A couple of weeks later, my flights were booked.

Vaccinations

To anyone that knows me – in particular those that know me from my schooldays – you will know that injections just do not get on well with me. Throughout my life, I have been known for being pathetic with vaccinations. At primary school, after one particular injection, my thoughtful and considerate peers informed me: “You’ve turned green”. This trend of becoming pale continued throughout all my schooldays.

Once, I was almost OK. I was 15 or 16, and everyone in the year had to have a booster. Just a small, quick injection. I was bricking it. But I decided I’d be OK. I had the injection. Nothing happened. I felt well! I was fine! But as I walked back to my English class, my body decided that, in the absence of any objection from my brain, it was time to react. So it did. Five minutes later, my head was in the toilet bowl in the gents’ in the English block.

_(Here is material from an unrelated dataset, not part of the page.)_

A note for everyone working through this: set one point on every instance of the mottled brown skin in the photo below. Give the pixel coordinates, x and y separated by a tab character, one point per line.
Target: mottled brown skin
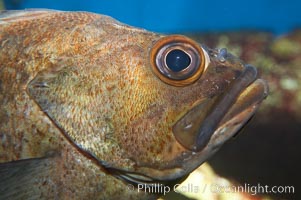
78	89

So, how did my vaccinations for Uganda go? After the very friendly nurse told me about what injections I was going to have, and after I told her that I was historically useless with needles, I was ready to be vaccinated.

The famous words were delivered: “You’ll just feel a little scratch.” This used to be followed by me thinking: “OK I can feel the scra-OH MY WORD THAT’S A NEEDLE IN MY ARM”, before feeling light-headed.

But this time… I felt the little scratch. And that was it. Done. Then I had another injection. All over.

That’s right everyone, I had two injections (one in each arm) and I was fine.

And y’know what? I’ve had another one done. For swine flu. Today. It wasn’t compulsory, but it was highly recommended for Uganda on a medical website which the nurse used last week. That’s right, I’ve had an injection that I didn’t even need to have.

The next step

The next step involves me packing my bags, getting my hair cut, shaving off my facial hair (I think it’d be a bit optimistic to call it a beard), and organising my life.